Самое скверное заключалось в том, что секретная «особая папка», в которой была изложена история объекта номер 47500/374, из архива исчезла. Уму непостижимо! Поэтому, когда со склада пришел анонимный донос… доносчик утверждал, что сторож-еврей, обязанный охранять склад – «самовольно проникает в подвал и присваивает хранящиеся там ценности, принадлежащие советскому народу»… стали искать сотрудников КГБ или милиции, знавших хоть что-то о спецобъекте. Чудом нашли одного старенького дяденьку, который когда-то, еще в структурах МГБ имел с ним дело. Посетили его чудовищно грязную и вонючую квартиру где-то на Божедомке. Дядька не вязал лыка. Не понимал, о чем его спрашивают. Ему пригрозили. Подняли голос. На это дядька отреагировал так – заплакал, и, жалко улыбаясь, пропел куплеты из известной песни. Мы рождены, чтоб сказку сделать былью… Преодолеть пространство и простор… Наш острый взгляд пронзает каждый атом…
Складской подвал естественно посетили. Точнее, это он, Прокофьев, один спускался в этот подвал. По приказу руководства. С фотокамерой и вспышкой. Пришел на проходную, показал свое удостоверение, потребовал список сторожей.
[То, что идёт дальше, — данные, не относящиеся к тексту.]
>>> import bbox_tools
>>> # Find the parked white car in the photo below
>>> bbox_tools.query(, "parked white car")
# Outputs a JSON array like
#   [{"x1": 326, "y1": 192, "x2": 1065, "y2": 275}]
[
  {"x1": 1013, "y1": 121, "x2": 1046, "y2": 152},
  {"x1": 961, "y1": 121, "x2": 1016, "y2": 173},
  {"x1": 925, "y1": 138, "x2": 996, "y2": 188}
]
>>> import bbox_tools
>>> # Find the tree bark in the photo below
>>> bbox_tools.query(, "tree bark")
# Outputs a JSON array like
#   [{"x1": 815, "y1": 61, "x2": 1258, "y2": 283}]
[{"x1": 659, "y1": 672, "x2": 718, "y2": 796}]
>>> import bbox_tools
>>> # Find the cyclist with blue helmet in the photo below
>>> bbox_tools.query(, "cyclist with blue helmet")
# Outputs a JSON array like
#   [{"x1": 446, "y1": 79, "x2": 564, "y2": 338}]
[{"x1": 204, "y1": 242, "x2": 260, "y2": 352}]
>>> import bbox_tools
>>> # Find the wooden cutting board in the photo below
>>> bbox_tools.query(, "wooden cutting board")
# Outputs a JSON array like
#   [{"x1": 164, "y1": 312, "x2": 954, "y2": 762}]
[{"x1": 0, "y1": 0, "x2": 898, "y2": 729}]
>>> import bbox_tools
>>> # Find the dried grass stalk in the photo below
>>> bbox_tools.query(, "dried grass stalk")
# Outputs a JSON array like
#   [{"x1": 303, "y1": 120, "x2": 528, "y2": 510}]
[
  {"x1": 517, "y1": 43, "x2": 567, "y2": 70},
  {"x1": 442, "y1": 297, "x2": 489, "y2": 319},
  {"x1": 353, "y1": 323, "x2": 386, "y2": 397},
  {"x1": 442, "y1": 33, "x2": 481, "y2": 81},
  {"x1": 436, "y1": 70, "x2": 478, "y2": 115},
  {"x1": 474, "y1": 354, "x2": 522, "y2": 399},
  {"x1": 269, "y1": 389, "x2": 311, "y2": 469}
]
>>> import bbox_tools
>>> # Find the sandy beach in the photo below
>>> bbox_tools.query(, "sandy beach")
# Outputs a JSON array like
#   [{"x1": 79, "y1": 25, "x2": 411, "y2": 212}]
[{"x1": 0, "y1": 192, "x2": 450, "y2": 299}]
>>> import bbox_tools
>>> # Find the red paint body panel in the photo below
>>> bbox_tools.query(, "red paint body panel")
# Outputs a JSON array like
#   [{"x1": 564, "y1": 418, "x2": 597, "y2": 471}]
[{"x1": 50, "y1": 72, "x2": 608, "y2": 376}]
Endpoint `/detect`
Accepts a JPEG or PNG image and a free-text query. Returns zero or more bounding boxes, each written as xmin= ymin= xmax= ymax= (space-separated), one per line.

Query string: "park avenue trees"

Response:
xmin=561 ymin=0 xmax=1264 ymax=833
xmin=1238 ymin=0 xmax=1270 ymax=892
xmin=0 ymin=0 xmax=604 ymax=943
Затем заговорил о подвале…
И список и ключ дал ему дежуривший тогда Кацнельсон, он же рассказал о выключателе, снабдил фонариком, показал люк. Прокофьев спустился по винтовой лестнице вниз. Включил свет, обошел зал два раза. Убедился в том, что он пуст как брюхо голодающего, пофотографировал в свое удовольствие и покинул помещение. Уже на лестнице ему вдруг померещилась в темноте его бывшая теща. Она стояла в середине зала и манила его рукой. Голая и жуткая. Не обратил внимания. Свалил все на водку, которую употреблял каждый день «для того, чтобы окончательно не слететь с катушек».
Что за параша, – говорил сам себе следователь. Теща померещилась… Какие ценности? Ничего там нет.
Пришел в свой кабинет. Написал рапорт начальству. После чего не поленился, отнес пленку в лабораторию, а рапорт… лично передал наглой секретарше Хохловой, на которую давно положил глаз, но так ничего и не добился. Та бумажку приняла, а затем демонстративно небрежно сунула ее между каких-то посторонних бумаг. Хмыкнула и закурила длинную американскую сигарету. Начальник Прокофьева, полковник Котов, вызвал его на следующий день на короткую беседу.